Não esperei resposta. Disse isso como se fosse uma verdade absoluta - tenho essa mania desagradável - e levantei para trancar as janelas e abrir algumas portas. Só ali onde estávamos havia luz. Os outros cômodos estavam todos apagados. O chão de tábua corrida rangia a cada passo que eu dava e eu podia perceber o quanto havia de solidão em mim também. O quanto meu pacto havia se quebrado, partido, estilhaçado e eu vi que eu era da mesma matéria que o pó que sujava meus pés descalços ali naquela noite de chuva forte depois de meses de estiagem.
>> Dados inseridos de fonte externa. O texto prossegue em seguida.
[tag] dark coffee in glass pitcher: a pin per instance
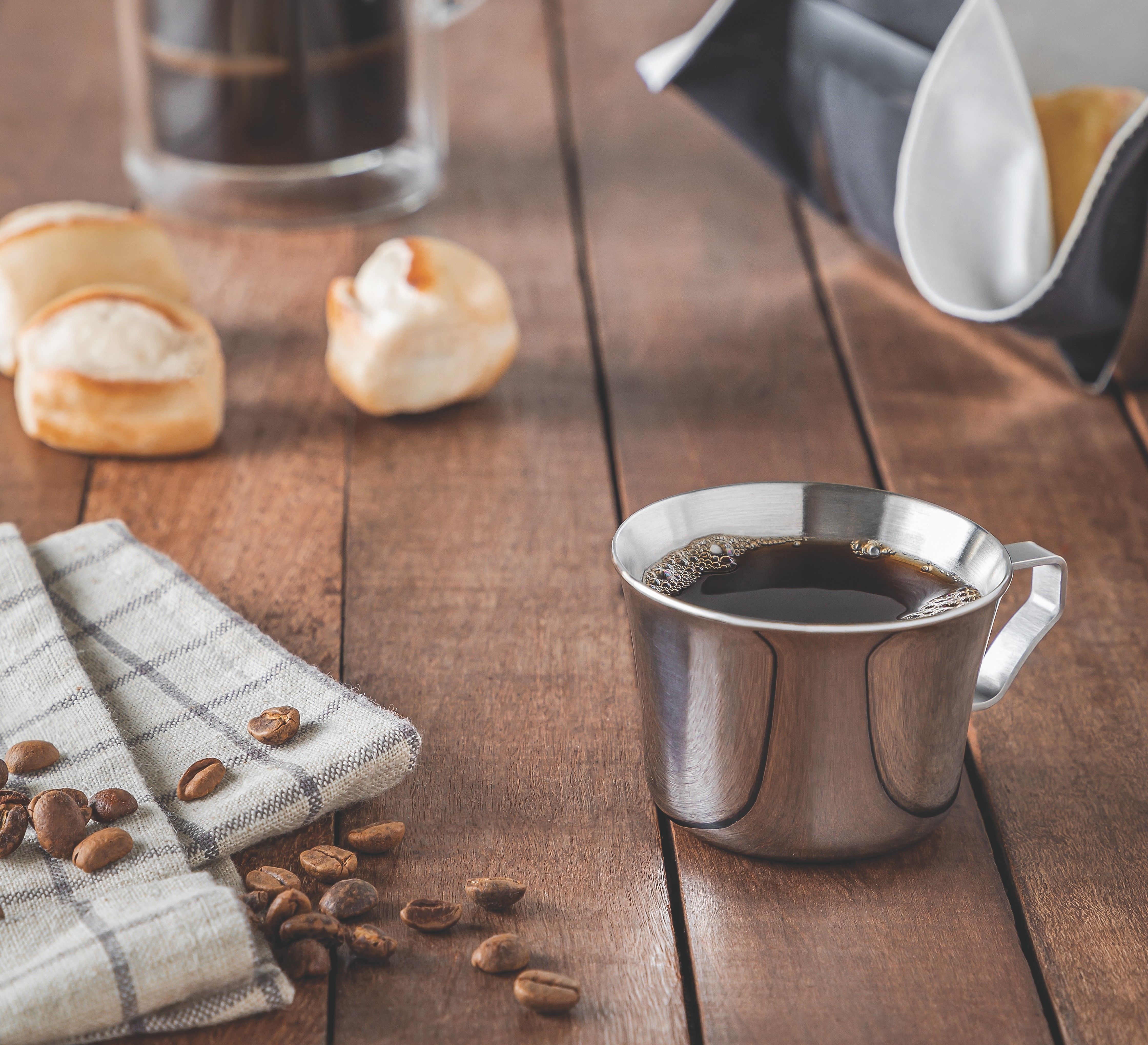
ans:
(276, 82)
(802, 580)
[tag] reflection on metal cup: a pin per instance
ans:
(820, 742)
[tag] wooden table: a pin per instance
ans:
(685, 324)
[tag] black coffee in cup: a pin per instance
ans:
(276, 82)
(801, 580)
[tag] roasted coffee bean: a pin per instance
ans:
(290, 903)
(350, 898)
(59, 824)
(13, 825)
(113, 804)
(306, 959)
(200, 780)
(11, 797)
(431, 916)
(495, 894)
(257, 901)
(102, 848)
(329, 863)
(78, 797)
(502, 953)
(369, 943)
(313, 926)
(274, 880)
(32, 756)
(547, 993)
(377, 838)
(275, 726)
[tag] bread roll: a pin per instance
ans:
(1077, 126)
(52, 248)
(115, 369)
(424, 324)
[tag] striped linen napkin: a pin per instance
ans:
(135, 671)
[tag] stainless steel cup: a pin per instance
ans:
(820, 742)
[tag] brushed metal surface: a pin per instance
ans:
(820, 742)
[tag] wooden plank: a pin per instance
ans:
(259, 520)
(59, 139)
(481, 602)
(988, 424)
(720, 371)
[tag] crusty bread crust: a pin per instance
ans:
(45, 261)
(74, 412)
(414, 369)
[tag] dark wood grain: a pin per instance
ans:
(988, 424)
(480, 601)
(59, 139)
(720, 371)
(259, 518)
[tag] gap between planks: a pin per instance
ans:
(564, 119)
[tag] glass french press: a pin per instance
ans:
(284, 111)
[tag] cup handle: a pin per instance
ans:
(1029, 625)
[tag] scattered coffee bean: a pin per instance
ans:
(11, 797)
(313, 926)
(274, 880)
(257, 901)
(102, 848)
(275, 726)
(32, 756)
(290, 903)
(59, 824)
(113, 804)
(306, 959)
(369, 943)
(495, 894)
(547, 993)
(13, 825)
(200, 780)
(329, 863)
(431, 916)
(502, 953)
(377, 838)
(350, 898)
(78, 797)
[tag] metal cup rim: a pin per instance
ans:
(762, 624)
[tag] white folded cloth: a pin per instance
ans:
(135, 671)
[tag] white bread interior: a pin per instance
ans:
(119, 370)
(50, 250)
(424, 324)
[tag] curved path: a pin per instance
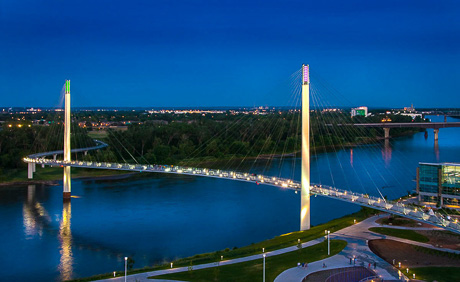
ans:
(355, 235)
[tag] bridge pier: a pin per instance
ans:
(386, 130)
(30, 171)
(436, 132)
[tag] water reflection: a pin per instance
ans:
(34, 215)
(436, 150)
(65, 238)
(351, 157)
(36, 220)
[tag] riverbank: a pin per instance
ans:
(279, 242)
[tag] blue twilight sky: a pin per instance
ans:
(160, 53)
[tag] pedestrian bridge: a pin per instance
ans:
(397, 208)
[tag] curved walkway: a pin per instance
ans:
(357, 237)
(143, 276)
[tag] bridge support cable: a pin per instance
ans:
(357, 132)
(305, 174)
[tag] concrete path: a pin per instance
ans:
(356, 235)
(143, 276)
(356, 248)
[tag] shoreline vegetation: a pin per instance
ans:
(278, 242)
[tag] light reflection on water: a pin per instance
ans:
(65, 237)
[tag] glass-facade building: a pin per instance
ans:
(439, 184)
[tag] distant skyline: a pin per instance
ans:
(228, 53)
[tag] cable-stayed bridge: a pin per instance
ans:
(304, 186)
(396, 208)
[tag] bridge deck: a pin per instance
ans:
(412, 212)
(435, 125)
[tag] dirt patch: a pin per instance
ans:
(411, 255)
(353, 273)
(442, 239)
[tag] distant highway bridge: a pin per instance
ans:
(387, 125)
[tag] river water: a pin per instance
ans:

- Eu também sou esse pó, respondeu, então, em voz baixa, quase um lamento. Eu sou o pó, mas há muito mais em mim. Eu sou o vento, sou o sol que castiga e sou essa chuva que alivia e traz alento. Eu sou o rio que se perde no mar, a fonte inesgotável da vontade, o brilho que te guia, os braços que te carregam. Eu sou o seu caminho. A sua estrada está em mim.

- Mesmo que eu me afaste?, perguntei.

- Não adianta se enganar e levantar com a desculpa de que vai trancar janelas e abrir algumas portas porque tudo acontece exatamente como deve acontecer, você sabe. É correnteza, é fluxo, é movimento, fluidez. Nada vai conseguir barrar. Chega a ser insensatez não perceber. Somos espelhos, lembra? Eu conheço tanto de você quanto você conhece de mim.

- Mas o que tem a ver se somos reflexo um do outro ou não? Onde foi que isso entrou em jogo? Foi você quem chegou aqui junto com a chuva e desandou a falar. Não te perguntei nunca nada. Há anos não lembrava da sua existência. [Mentira] Você hoje apareceu do nada, junto com toda essa chuva, e veio me contar do dia da sua morte, das suas feridas abertas e da saudade que machucava seu peito. Parecia alucinação.

- Anunciação, não alucinação. Não esqueça que eu trouxe, além da minha morte, a chuva que lava, que rega, que regenera e mata a sua sede e a minha.

Ouvi trovões lá fora.

(Quem é esse outro que está sempre ao meu lado?)